Produktbeschreibungen

Aus der Amazon.de-Redaktion

Ist unser Gesundheitswesen noch zu retten? In seiner derzeitigen Form wohl kaum, meint Journalist und Sachbuchautor Kurt G. Blüchel. Die institutionalisierte Raffgier des "medizinisch-pharmazeutischen Industriekomplexes" kommt die Gesellschaft nicht nur viel zu teuer. Durch ärztliche Inkompetenz und billigend in Kauf genommene Nebenwirkungen wird das System auch zur Gefahr für die Patienten, so der Autor. Sein provokantes Fazit: Medizin macht krank.

Ein düsteres Szenario, das nicht ganz unberechtigt ist -- man denke an den Lipobay-Skandal oder den Widerstand der Ärztekammern gegen die Gesundheitsreform von Ministerin Ulla Schmidt. Trotzdem wirkt Heilen verboten, töten erlaubt in vielen Punkten maßlos übertrieben: Die Abrechnungsbetrügereien niedergelassener Ärzte anzuprangen, dagegen ist nichts einzuwenden. Doch zu behaupten, das einzige Ziel der Ärztekammern bestehe darin, die gesetzliche Krankenversicherung zu zerschlagen, ist zu viel des Guten.

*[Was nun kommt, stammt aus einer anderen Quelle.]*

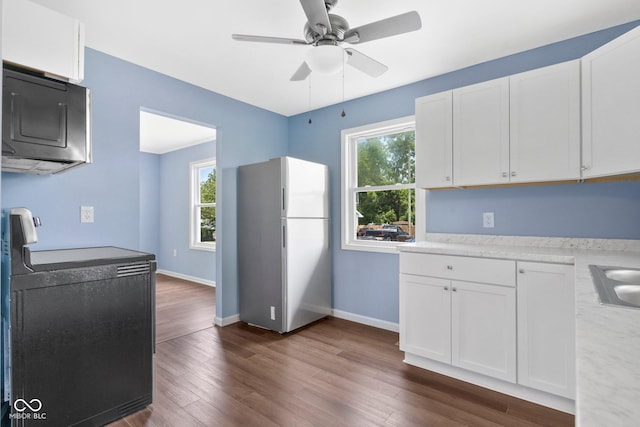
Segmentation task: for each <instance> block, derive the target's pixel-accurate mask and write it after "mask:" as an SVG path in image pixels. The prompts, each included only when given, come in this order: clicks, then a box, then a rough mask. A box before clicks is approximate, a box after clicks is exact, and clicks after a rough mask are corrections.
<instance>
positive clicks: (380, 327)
mask: <svg viewBox="0 0 640 427" xmlns="http://www.w3.org/2000/svg"><path fill="white" fill-rule="evenodd" d="M332 314H333V317H337V318H338V319H344V320H350V321H352V322H356V323H362V324H363V325H368V326H373V327H374V328H380V329H385V330H387V331H391V332H399V331H400V325H399V324H397V323H393V322H388V321H386V320H380V319H376V318H373V317H367V316H361V315H359V314H354V313H349V312H348V311H342V310H336V309H333V310H332Z"/></svg>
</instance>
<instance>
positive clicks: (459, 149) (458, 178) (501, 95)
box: [453, 78, 509, 186]
mask: <svg viewBox="0 0 640 427" xmlns="http://www.w3.org/2000/svg"><path fill="white" fill-rule="evenodd" d="M453 141H454V142H453V170H454V173H455V179H454V185H456V186H466V185H483V184H499V183H503V182H509V177H508V173H509V79H507V78H502V79H497V80H491V81H488V82H483V83H479V84H475V85H471V86H465V87H462V88H460V89H455V90H454V91H453Z"/></svg>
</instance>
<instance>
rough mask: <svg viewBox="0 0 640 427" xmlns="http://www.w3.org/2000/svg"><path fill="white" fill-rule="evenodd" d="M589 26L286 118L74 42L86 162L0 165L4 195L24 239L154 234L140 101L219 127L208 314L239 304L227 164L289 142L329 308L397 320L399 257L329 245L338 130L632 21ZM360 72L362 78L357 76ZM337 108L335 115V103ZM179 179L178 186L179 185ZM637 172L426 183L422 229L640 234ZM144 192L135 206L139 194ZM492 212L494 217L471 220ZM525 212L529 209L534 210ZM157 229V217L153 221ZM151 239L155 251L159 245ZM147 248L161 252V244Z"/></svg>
mask: <svg viewBox="0 0 640 427" xmlns="http://www.w3.org/2000/svg"><path fill="white" fill-rule="evenodd" d="M639 23H640V22H636V23H633V24H629V25H626V26H620V27H616V28H612V29H609V30H606V31H602V32H598V33H594V34H590V35H587V36H583V37H579V38H576V39H572V40H568V41H565V42H561V43H556V44H554V45H550V46H545V47H542V48H539V49H534V50H531V51H527V52H523V53H521V54H518V55H513V56H509V57H506V58H502V59H498V60H495V61H491V62H488V63H485V64H480V65H477V66H474V67H469V68H466V69H463V70H459V71H455V72H452V73H448V74H445V75H442V76H438V77H434V78H431V79H427V80H424V81H420V82H417V83H414V84H411V85H407V86H403V87H400V88H397V89H393V90H389V91H386V92H383V93H379V94H376V95H371V96H368V97H363V98H359V99H356V100H352V101H348V102H345V103H344V104H343V105H336V106H332V107H327V108H323V109H321V110H317V111H313V112H311V116H312V118H313V123H312V124H311V125H309V124H308V123H307V119H308V116H309V114H308V113H305V114H301V115H298V116H293V117H290V118H286V117H283V116H280V115H277V114H274V113H270V112H268V111H265V110H262V109H259V108H256V107H252V106H250V105H247V104H243V103H241V102H238V101H235V100H233V99H230V98H227V97H224V96H222V95H219V94H216V93H213V92H210V91H207V90H204V89H202V88H199V87H196V86H193V85H190V84H187V83H184V82H180V81H178V80H175V79H173V78H171V77H168V76H165V75H162V74H159V73H156V72H153V71H150V70H148V69H144V68H141V67H138V66H136V65H133V64H131V63H127V62H125V61H121V60H119V59H116V58H114V57H111V56H109V55H106V54H103V53H100V52H97V51H94V50H91V49H87V50H86V70H85V73H86V80H85V81H84V84H85V85H87V86H89V87H91V88H92V91H93V140H94V144H93V147H94V164H92V165H89V166H85V167H83V168H79V169H77V170H73V171H70V172H68V173H66V174H62V175H58V176H45V177H34V176H25V175H15V174H8V173H4V174H2V206H3V207H11V206H27V207H29V208H31V209H32V211H33V212H34V214H36V215H40V216H41V217H42V218H43V221H44V224H45V226H44V227H42V228H41V229H40V230H39V236H40V243H38V247H37V248H36V249H46V248H60V247H79V246H94V245H116V246H123V247H129V248H133V249H136V248H139V249H148V248H153V247H156V248H158V247H161V246H159V245H161V241H158V240H157V239H158V236H151V234H152V233H154V231H153V230H154V228H153V227H155V225H152V224H147V223H145V222H144V214H145V213H147V212H148V209H151V207H152V206H159V205H160V204H161V203H162V202H161V199H157V198H155V199H154V198H153V197H151V196H150V198H149V199H146V198H144V196H142V197H141V193H140V192H141V190H149V191H150V192H151V191H155V190H156V188H155V187H156V185H155V184H153V183H148V182H143V181H141V179H142V178H143V177H147V176H157V175H155V174H156V172H155V171H154V168H158V167H160V166H159V163H161V159H158V158H153V157H148V156H142V155H141V154H140V153H139V151H138V147H139V141H138V139H139V112H140V109H141V108H142V109H145V110H148V111H157V112H160V113H162V114H165V115H169V116H175V117H179V118H186V119H188V120H193V121H194V122H199V123H203V124H208V125H210V126H213V127H215V128H216V129H217V143H216V158H217V167H218V170H219V174H218V195H219V199H218V202H219V205H220V206H219V210H218V214H219V216H218V224H217V225H218V235H217V237H218V251H217V253H216V259H215V265H216V269H215V275H216V282H217V285H218V289H217V296H218V298H217V301H216V305H217V315H218V316H219V317H221V318H227V317H230V316H233V315H235V314H237V313H238V305H237V262H236V246H235V237H236V224H237V223H236V200H235V174H236V167H237V166H239V165H242V164H248V163H254V162H259V161H263V160H266V159H269V158H272V157H278V156H282V155H287V154H288V155H292V156H296V157H300V158H304V159H308V160H312V161H318V162H321V163H325V164H327V165H329V167H330V172H331V190H332V210H331V213H332V221H333V230H332V239H333V262H334V272H333V286H334V307H335V308H336V309H337V310H341V311H344V312H347V313H352V314H356V315H360V316H367V317H371V318H373V319H379V320H383V321H387V322H392V323H395V322H397V321H398V257H397V255H393V254H378V253H370V252H357V251H343V250H341V249H340V247H339V244H340V235H339V232H340V189H339V184H340V131H341V130H342V129H346V128H352V127H356V126H361V125H365V124H370V123H375V122H378V121H383V120H388V119H393V118H397V117H403V116H408V115H412V114H413V113H414V100H415V98H417V97H420V96H425V95H428V94H431V93H436V92H440V91H443V90H447V89H452V88H455V87H460V86H464V85H467V84H472V83H476V82H479V81H484V80H488V79H492V78H497V77H502V76H505V75H509V74H513V73H517V72H522V71H526V70H529V69H533V68H537V67H542V66H545V65H550V64H553V63H557V62H561V61H565V60H570V59H575V58H578V57H580V56H582V55H584V54H586V53H587V52H589V51H591V50H593V49H595V48H596V47H598V46H600V45H602V44H604V43H606V42H607V41H609V40H611V39H613V38H615V37H616V36H618V35H619V34H622V33H623V32H625V31H627V30H629V29H630V28H632V27H633V26H635V25H637V24H639ZM363 78H366V77H363ZM343 108H344V109H345V111H346V113H347V116H346V117H344V118H342V117H341V116H340V112H341V111H342V109H343ZM186 191H188V190H185V192H186ZM639 195H640V188H639V184H638V183H637V182H627V183H607V184H576V185H560V186H551V185H550V186H534V187H517V188H495V189H473V190H452V191H439V192H430V194H429V195H428V198H427V214H426V215H427V229H428V231H437V232H450V233H482V232H491V233H492V234H498V233H499V234H517V235H538V236H547V235H551V236H575V237H602V238H634V239H640V227H638V226H637V221H638V220H637V218H640V197H639ZM81 205H91V206H94V207H95V217H96V222H95V223H94V224H80V221H79V215H80V214H79V208H80V206H81ZM143 205H144V206H143ZM486 211H492V212H495V217H496V228H494V229H492V230H487V229H482V228H481V227H480V225H481V222H480V219H481V213H482V212H486ZM532 212H535V214H532ZM160 224H161V225H160V228H161V234H162V233H165V232H168V230H166V229H165V228H166V227H170V225H168V224H164V223H162V221H160ZM160 252H161V251H160ZM163 256H164V255H163V254H162V253H159V257H163Z"/></svg>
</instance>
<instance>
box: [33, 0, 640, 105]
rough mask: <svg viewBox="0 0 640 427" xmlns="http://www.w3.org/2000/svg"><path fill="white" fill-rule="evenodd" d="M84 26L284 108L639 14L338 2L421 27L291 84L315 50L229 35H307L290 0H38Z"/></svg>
mask: <svg viewBox="0 0 640 427" xmlns="http://www.w3.org/2000/svg"><path fill="white" fill-rule="evenodd" d="M33 1H34V2H36V3H40V4H42V5H45V6H47V7H50V8H52V9H55V10H58V11H61V12H63V13H65V14H67V15H71V16H74V17H77V18H79V19H80V20H81V21H83V22H84V23H85V25H86V44H87V46H88V47H91V48H93V49H96V50H99V51H102V52H105V53H108V54H110V55H113V56H116V57H119V58H122V59H124V60H127V61H130V62H133V63H136V64H139V65H141V66H144V67H147V68H150V69H153V70H156V71H159V72H161V73H164V74H167V75H170V76H173V77H175V78H178V79H180V80H184V81H187V82H190V83H193V84H195V85H198V86H201V87H204V88H206V89H210V90H212V91H215V92H218V93H220V94H223V95H226V96H229V97H231V98H235V99H238V100H240V101H244V102H246V103H249V104H252V105H255V106H258V107H262V108H265V109H267V110H270V111H274V112H276V113H280V114H283V115H285V116H291V115H295V114H298V113H302V112H306V111H309V110H310V109H316V108H320V107H323V106H327V105H331V104H336V103H339V102H341V101H342V99H343V97H344V99H352V98H357V97H360V96H364V95H368V94H371V93H376V92H380V91H383V90H386V89H391V88H394V87H398V86H402V85H405V84H408V83H412V82H416V81H419V80H423V79H425V78H428V77H432V76H436V75H439V74H443V73H446V72H449V71H453V70H457V69H460V68H464V67H467V66H470V65H473V64H477V63H481V62H485V61H488V60H491V59H495V58H499V57H503V56H506V55H510V54H513V53H517V52H521V51H524V50H528V49H532V48H535V47H538V46H543V45H546V44H549V43H553V42H556V41H560V40H565V39H568V38H571V37H575V36H578V35H582V34H586V33H590V32H593V31H596V30H600V29H604V28H607V27H611V26H615V25H618V24H622V23H626V22H630V21H633V20H637V19H640V1H639V0H528V1H518V0H483V1H482V0H440V1H435V0H394V1H389V0H340V1H339V2H338V4H337V6H336V7H335V8H334V10H333V11H332V12H333V13H335V14H338V15H340V16H342V17H344V18H345V19H347V21H348V22H349V24H350V26H351V27H352V28H353V27H357V26H361V25H364V24H367V23H370V22H374V21H378V20H380V19H384V18H386V17H389V16H393V15H397V14H400V13H404V12H407V11H410V10H416V11H418V12H419V13H420V16H421V18H422V29H421V30H419V31H416V32H412V33H408V34H403V35H399V36H394V37H391V38H387V39H383V40H376V41H371V42H368V43H363V44H361V45H354V46H353V47H355V48H356V49H357V50H359V51H361V52H362V53H364V54H366V55H368V56H370V57H372V58H374V59H376V60H378V61H380V62H382V63H384V64H386V65H388V66H389V71H387V73H386V74H384V75H383V76H381V77H378V78H371V77H369V76H367V75H365V74H363V73H361V72H360V71H358V70H356V69H353V68H351V67H347V68H346V70H345V77H344V78H345V88H344V95H343V91H342V81H341V76H340V75H338V76H320V75H314V74H312V75H311V77H310V80H307V81H303V82H290V81H289V78H290V77H291V75H292V74H293V73H294V72H295V71H296V69H297V68H298V66H299V65H300V64H301V63H302V61H304V57H305V53H306V51H307V50H308V49H312V47H310V46H294V45H281V44H278V45H272V44H264V43H247V42H238V41H234V40H232V39H231V34H232V33H240V34H253V35H265V36H275V37H287V38H296V39H303V38H304V37H303V34H302V29H303V26H304V23H305V21H306V18H305V15H304V12H303V10H302V7H301V5H300V3H299V1H296V0H270V1H265V0H243V1H233V0H225V1H221V0H180V1H176V0H173V1H168V0H134V1H131V0H109V1H104V0H33Z"/></svg>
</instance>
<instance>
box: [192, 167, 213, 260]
mask: <svg viewBox="0 0 640 427" xmlns="http://www.w3.org/2000/svg"><path fill="white" fill-rule="evenodd" d="M216 178H217V171H216V165H215V160H204V161H201V162H195V163H192V164H191V186H192V204H191V205H192V207H191V209H192V215H191V247H192V248H193V249H204V250H215V243H216Z"/></svg>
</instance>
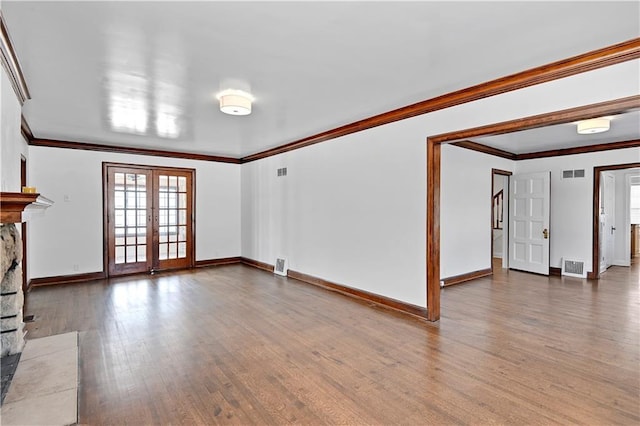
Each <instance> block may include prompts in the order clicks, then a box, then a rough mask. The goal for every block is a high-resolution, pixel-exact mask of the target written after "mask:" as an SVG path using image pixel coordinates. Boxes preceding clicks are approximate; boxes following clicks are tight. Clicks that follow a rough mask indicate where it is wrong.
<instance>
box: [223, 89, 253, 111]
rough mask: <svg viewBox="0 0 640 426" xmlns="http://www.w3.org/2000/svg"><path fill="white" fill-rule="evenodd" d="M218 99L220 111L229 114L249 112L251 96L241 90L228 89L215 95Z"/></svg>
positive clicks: (245, 92) (246, 92) (250, 106)
mask: <svg viewBox="0 0 640 426" xmlns="http://www.w3.org/2000/svg"><path fill="white" fill-rule="evenodd" d="M217 98H218V100H219V101H220V111H222V112H224V113H225V114H230V115H249V114H251V102H253V96H251V94H249V93H247V92H244V91H242V90H235V89H228V90H224V91H222V92H220V93H219V94H218V96H217Z"/></svg>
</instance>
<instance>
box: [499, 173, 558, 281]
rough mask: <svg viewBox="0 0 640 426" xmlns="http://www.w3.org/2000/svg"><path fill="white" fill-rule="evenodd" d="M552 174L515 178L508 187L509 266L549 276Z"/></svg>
mask: <svg viewBox="0 0 640 426" xmlns="http://www.w3.org/2000/svg"><path fill="white" fill-rule="evenodd" d="M550 182H551V174H550V172H541V173H528V174H521V175H514V176H512V178H511V183H510V185H509V187H510V191H509V197H510V200H511V206H512V208H511V211H510V213H509V225H510V226H509V244H510V247H511V249H510V250H509V267H510V268H512V269H519V270H523V271H527V272H534V273H537V274H544V275H549V200H550V195H551V189H550V188H551V186H550Z"/></svg>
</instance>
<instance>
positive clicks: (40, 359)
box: [2, 332, 78, 425]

Dass es heute mehr Herzinfarkte als vor 25 Jahren gibt -- so ein weiteres Beispiel aus Blüchels Medizinerschelte --, ist in Wirklichkeit kaum den Ärzten anzulasten. Und wenn die deutsche Medizin am Ende auch noch der geistigen Urheberschaft des Holocausts bezichtigt wird, versteigt sich Blüchel -- bei aller berechtigten Kritik an der Vergangenheitsbewältigung der Bundesärztekammer -- endgültig ins Absurde.

Wirklich Neues erfährt der Leser wenig: Blüchel hat für sein Buch kaum selber recherchiert. Der Großteil seines Materials ist medizinkritischen Standardwerken wie Ivan Illichs Die Nemesis der Medizin entnommen oder Artikeln aus Der Spiegel, SZ und dem Deutschen Ärzteblatt. Das Ergebnis ist ein scharfzüngiges Pamphlet. Zu einem Günter Wallraff des Medizinjournalismus ist es bei Blüchel allerdings noch weit. --Bernhard Wörrle

Kurzbeschreibung

Abrechnungsskandale, Pfusch am Patienten, Forschungsrückstand, Kostenexplosion. In jahrelanger Recherche hat Wissenschaftsautor Kurt G. Blüchel das deutsche Gesundheitswesen gründlich untersucht. Seine gesicherte Diagnose: Der Medizinbetrieb ist zu einem gnadenlosen Medizinsyndikat und skandalösen Unrechtssystem ausgewuchert, das nur noch mit dem organisierten Verbrechen vergleichbar ist. In seinem schockierenden Aufklärungsbericht deckt Blüchel grenzenlose Betrügereien, Raffgier und Manipulationen der weißen Halbgötter auf. Er enthüllt Skandale, die bisher streng geheime Sache von Verbänden und Ärztekammern waren. Bei der Suche nach der Ursache der Krankheit stochert er bis tief in die Nazi-Vergangenheit. Und beschwört damit die absolute Dringlichkeit, unser Gesundheitswesen von Grund auf zu erneuern.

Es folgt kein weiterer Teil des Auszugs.